True Grit n'a hélas que deux acteurs valables à proposer : Jeff Bridges et Hailee Steinfeld. Monsieur Bridges incarne un personnage ressemblant un peu à ce Duc (
The Big Lebowski), mais tant que ça en fait. C'est peut-être d'ailleurs une des déceptions du film : avoir Jeff Bridges dans un film de Joel et Ethan Coen n'implique pas nécessairement un
Big Lebowski 2, que nous attendions peut-être tous un peu, insconsciemment. Mais il faut savoir faire le deuil de ses fantasmes cinématographiques. Jeff Bridges joue un cowboys juste, mais violent, courageux, mais bon à rien dans sa vie privée. Un peu de ce Duc, donc, mais aussi, un peu de tous ces désaxés de la colonisation américaine qui n'arrivaient pas à s'intégrer aux moeurs et aux lois de la nouvelle société. Hailee Steinfeld quant à elle interprète à merveille ce rôle d'une fille-femme autoritaire et contrôlante, mais si fragile en même temps. Bon, il faut dire que ce ne sont pas la sensibilité ni les débordements d'émotions qui étouffent ce personnage au visage quasi sans expression. Est-ce volontaire? Probablement. Peut-être à la façon d'une carapace pour se protéger de la perte de son père. Il sera bon de garder un oeil sur les rôles futurs de cette petite dame.

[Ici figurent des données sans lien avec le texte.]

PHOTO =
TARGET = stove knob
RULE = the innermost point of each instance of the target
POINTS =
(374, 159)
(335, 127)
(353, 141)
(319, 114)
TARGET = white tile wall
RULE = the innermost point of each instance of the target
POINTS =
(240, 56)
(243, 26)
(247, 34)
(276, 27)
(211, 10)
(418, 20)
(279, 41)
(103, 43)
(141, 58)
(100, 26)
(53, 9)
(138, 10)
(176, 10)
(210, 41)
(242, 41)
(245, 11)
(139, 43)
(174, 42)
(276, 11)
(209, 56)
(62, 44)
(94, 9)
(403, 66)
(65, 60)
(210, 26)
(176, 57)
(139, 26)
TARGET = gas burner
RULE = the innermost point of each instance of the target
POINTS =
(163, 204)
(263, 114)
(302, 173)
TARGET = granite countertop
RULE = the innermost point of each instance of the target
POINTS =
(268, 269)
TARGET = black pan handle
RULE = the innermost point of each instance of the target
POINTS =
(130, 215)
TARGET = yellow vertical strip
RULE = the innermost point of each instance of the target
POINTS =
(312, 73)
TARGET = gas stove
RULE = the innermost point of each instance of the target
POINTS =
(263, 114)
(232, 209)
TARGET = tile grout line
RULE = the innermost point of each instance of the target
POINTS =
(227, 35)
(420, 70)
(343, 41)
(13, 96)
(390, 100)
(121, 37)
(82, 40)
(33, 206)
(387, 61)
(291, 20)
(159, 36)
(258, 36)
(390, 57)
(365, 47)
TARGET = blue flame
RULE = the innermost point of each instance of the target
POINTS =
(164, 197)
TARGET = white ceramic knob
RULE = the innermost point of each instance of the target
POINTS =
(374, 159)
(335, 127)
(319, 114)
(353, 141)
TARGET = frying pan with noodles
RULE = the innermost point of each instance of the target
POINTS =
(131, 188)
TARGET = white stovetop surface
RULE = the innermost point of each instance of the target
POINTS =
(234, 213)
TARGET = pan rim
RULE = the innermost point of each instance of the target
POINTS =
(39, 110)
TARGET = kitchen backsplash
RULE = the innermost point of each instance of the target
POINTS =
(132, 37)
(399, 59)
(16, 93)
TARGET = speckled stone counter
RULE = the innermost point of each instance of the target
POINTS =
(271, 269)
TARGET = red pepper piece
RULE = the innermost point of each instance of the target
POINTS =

Je ne parlerai même pas des autres acteurs, surtout pas de Matt Damon, qui jouent tous à côté de leurs pompes... Disons pour faire court qu'ils gâchent le sens de
True Grit : un film d'acteurs, et non pas d'action.
Ensuite, glissons quelques mots sur la musique et les couleurs du film. Que dire s'ils sont parfaits dans leur genre, c'est-à-dire qu'ils correpondent au style « coen » ? À noter que Le vrai courage possède même un peu plus de teintes de couleurs que le reste de la filmographie des réalisateurs.
Par contre, et là, vous m'en voyez navrée, le film est aussi une grosse déception! Pourquoi? Parce qu'il manque ce petit quelque chose que j'attendais tout au long de l'histoire! Une histoire qui s'est révélée superficielle. Pourquoi avoir choisi de réinterpréter un film qui ne fut jamais un classique du western, mais une oeuvre populaire qui, à en croire l'histoire du cinéma, n'a jamais rien transcendé ni rien apporté de neuf? On se le demande. Peut-être pour faire revivre ce récit en revenant aux sources, c'est-à-dire plus près du roman original? Et donc, pour lui donner une deuxième chance? Si c'est le cas, ce fut légèrement raté, puisque hormis les dialogues riches, le scénario manque de profondeur. Je suis restée sur ma faim, attendant LE grand événement qui rendrait ce film mémorable. Mais cet événement fut absent du film, ne laissant la place qu'à un scénario au rythme inégal. Je pense que le film manquait de folies. Après tout, nous sommes habitués à plus de la part des deux frères Coen. Nous savons qu'ils en ont la capacité et le talent (et même le budget!). Mais cette grande intelligence artistique, ils ne l'ont pas exploitée. Et c'est dommage. À la lecture d'autres critiques sur la toile, je me suis aperçue que je ne fus pas la seule à ressentir ce manque, ce petit je-ne-sais-quoi pour reprendre une expression française, qui aurait fait de
True Grit le film marquant le retour du western. Et c'est vraiment dommage, vraiment... surtout si l'on compare à leur précédente oeuvre,
A Serious Man, qui est, je le dis de manière simple, un grand film.
Bref, Le vrai courage n'est pas à la hauteur des attentes, mais comporte néanmoins de nombreux points positifs qui le classe tout de même dans la catégorie des films à voir. J'ai même réussi à initier une amie au genre western grâce à ce film, donc rien n'est perdu. Mais il faut avoir à l'esprit que Joel et Ethan ne se sont pas surpassés pour cette oeuvre, ratant par le fait même l'occasion de faire un autre grand film. Peut-être se réservent-t-ils pour le prochain? Je croise les doigts en attendant.